Ce n’est qu’à une heure de l’après-midi, le lendemain, que l’un des hommes vient me délivrer. « Il a demandé, me dit-il, un passeport pour moi, en me faisant passer pour sa sœur. » Nous allons ensemble au bureau ; on nous dit d’attendre cinq jours.
C’est fou ; pendant les cinq jours, on fera une enquête et on verra bien que j’ai donné un faux nom. J’insiste pour passer de suite la frontière suisse-allemande. Les deux hommes — mon correspondant est revenu — n’en finissent pas de se concerter en allemand ; une partie de l’après-midi est perdue.
Enfin, j’obtiens qu’on se mette en route. Nous marchons deux heures à travers une forêt ; un homme nous croise et l’un de mes compagnons me dit : « détective ! »
Nous nous appliquons à prendre les allures de promeneurs inoffensifs. Mon correspondant retire sa jaquette et la met sur son bras ; moi, je cueille des fleurs sauvages et commence un bouquet. Nous côtoyons la frontière, que marquent des bornes de pierres grises échelonnées tous les vingt mètres ; nous la franchissons enfin, sans paraître nous en douter ; nous sommes en Allemagne. Mais nous avons manqué le train, à la petite gare où je devais le prendre, il faut aller à pied jusqu’à Lorrach.
Au bout d’une heure de marche, voilà que nous tombons devant un poste de police. On demande leurs papiers aux hommes, comme je suis une femme, on néglige de me les demander ; mais il faut retourner en Suisse.
Je suis au désespoir. Les hommes, eux, prennent la chose avec désinvolture : ils ne connaissaient pas, disent-ils, le chemin ; ils se sont trompés.

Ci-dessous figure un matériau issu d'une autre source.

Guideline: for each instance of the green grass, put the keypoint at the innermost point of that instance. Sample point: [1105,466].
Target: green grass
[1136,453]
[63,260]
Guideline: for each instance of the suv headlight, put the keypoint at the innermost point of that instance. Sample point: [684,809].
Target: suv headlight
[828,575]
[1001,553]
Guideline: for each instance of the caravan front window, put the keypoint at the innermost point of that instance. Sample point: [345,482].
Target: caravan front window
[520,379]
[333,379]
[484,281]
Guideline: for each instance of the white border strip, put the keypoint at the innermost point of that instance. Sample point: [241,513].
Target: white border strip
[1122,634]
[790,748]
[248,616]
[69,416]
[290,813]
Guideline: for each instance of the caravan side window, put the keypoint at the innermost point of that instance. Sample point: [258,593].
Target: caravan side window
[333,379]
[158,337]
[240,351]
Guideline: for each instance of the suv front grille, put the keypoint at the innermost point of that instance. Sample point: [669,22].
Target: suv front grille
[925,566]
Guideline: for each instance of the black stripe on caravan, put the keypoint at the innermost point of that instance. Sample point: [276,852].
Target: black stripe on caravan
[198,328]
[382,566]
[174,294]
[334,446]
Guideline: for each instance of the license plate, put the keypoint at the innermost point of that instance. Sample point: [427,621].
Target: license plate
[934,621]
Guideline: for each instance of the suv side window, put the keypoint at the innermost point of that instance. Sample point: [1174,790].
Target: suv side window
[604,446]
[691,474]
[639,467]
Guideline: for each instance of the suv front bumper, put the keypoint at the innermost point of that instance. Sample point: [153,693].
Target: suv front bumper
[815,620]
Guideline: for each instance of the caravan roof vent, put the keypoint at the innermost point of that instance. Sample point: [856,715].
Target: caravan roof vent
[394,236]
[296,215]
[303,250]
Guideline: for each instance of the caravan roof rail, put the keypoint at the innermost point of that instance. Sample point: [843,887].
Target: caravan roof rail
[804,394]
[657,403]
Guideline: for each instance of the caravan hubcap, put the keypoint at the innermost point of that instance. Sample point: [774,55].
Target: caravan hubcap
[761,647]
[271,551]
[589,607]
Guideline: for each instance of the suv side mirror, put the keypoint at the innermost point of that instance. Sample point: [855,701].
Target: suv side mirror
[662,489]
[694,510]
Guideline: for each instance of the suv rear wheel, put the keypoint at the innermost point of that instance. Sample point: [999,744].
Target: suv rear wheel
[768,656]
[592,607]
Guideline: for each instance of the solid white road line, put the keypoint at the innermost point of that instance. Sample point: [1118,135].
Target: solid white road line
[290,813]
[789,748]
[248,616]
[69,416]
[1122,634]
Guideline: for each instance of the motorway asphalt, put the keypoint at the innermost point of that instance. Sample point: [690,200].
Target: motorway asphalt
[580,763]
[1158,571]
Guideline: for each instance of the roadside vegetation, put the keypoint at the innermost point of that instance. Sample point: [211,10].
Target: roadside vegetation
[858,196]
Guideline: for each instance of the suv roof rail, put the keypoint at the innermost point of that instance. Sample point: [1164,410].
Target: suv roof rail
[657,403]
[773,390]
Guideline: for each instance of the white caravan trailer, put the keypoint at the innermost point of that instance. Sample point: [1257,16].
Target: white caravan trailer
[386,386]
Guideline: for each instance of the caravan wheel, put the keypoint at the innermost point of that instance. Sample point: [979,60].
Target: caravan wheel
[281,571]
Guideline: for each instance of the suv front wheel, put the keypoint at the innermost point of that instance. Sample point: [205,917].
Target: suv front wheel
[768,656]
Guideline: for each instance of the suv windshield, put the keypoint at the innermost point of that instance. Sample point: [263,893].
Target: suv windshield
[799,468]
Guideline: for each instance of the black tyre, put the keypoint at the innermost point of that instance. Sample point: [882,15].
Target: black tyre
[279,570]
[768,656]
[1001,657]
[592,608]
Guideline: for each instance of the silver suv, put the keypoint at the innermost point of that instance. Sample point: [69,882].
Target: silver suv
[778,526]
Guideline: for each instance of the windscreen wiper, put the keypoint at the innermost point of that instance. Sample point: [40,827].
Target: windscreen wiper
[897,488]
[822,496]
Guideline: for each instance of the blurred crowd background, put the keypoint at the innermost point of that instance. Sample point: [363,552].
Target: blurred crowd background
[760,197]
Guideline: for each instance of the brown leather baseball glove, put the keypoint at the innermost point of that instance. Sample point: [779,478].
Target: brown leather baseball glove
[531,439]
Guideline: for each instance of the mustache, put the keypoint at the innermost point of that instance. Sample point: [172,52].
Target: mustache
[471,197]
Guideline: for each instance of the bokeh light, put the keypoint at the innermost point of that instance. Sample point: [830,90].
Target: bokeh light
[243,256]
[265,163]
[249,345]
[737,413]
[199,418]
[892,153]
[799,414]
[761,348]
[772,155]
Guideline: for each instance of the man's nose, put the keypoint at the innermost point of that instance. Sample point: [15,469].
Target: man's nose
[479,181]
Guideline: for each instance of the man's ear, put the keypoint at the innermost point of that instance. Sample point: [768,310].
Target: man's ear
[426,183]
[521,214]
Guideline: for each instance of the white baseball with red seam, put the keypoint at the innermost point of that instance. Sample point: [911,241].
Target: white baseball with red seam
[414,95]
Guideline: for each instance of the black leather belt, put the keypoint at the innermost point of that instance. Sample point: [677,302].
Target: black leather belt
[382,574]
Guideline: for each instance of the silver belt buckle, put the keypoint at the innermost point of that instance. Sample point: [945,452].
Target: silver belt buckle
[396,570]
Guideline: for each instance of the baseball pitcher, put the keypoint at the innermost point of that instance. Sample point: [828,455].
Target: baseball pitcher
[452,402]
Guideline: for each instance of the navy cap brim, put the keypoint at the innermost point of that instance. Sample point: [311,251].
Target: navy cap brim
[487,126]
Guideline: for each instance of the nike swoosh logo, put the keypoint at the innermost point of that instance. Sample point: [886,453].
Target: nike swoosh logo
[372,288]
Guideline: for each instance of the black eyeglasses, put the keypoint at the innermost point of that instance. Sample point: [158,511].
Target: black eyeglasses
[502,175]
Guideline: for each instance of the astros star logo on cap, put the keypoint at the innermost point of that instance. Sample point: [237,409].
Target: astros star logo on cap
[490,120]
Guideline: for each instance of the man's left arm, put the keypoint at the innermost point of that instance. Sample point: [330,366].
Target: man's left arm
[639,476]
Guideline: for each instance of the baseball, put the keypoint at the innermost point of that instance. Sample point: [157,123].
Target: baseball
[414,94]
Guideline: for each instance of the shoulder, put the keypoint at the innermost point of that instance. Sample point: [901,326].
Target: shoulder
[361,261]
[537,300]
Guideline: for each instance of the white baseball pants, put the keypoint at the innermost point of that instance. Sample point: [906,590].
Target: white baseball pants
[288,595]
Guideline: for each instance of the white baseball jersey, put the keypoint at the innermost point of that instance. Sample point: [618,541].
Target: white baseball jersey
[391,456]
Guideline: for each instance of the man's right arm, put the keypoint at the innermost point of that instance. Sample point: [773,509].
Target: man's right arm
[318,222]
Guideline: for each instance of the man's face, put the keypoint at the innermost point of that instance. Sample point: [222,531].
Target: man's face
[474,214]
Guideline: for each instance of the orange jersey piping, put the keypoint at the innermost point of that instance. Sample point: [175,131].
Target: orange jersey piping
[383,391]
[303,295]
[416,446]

Je suis brisée de fatigue et veux aller à l’hôtel. « Impossible, affirment-ils ; tous les hôtels sont visités par la police, d’ailleurs le village est petit, il n’y a pas d’étrangers, on vous remarquerait tout de suite ; il faut retourner à Bâle. » J’ai déjà dépensé deux cents francs et je ne suis pas plus avancée.
Nous rencontrons un jeune ouvrier, à la physionomie éveillée. C’est un ami de mes compagnons ; il descend de sa bicyclette pour leur dire bonjour ; au guidon de la machine est attaché un gros bouquet de roses.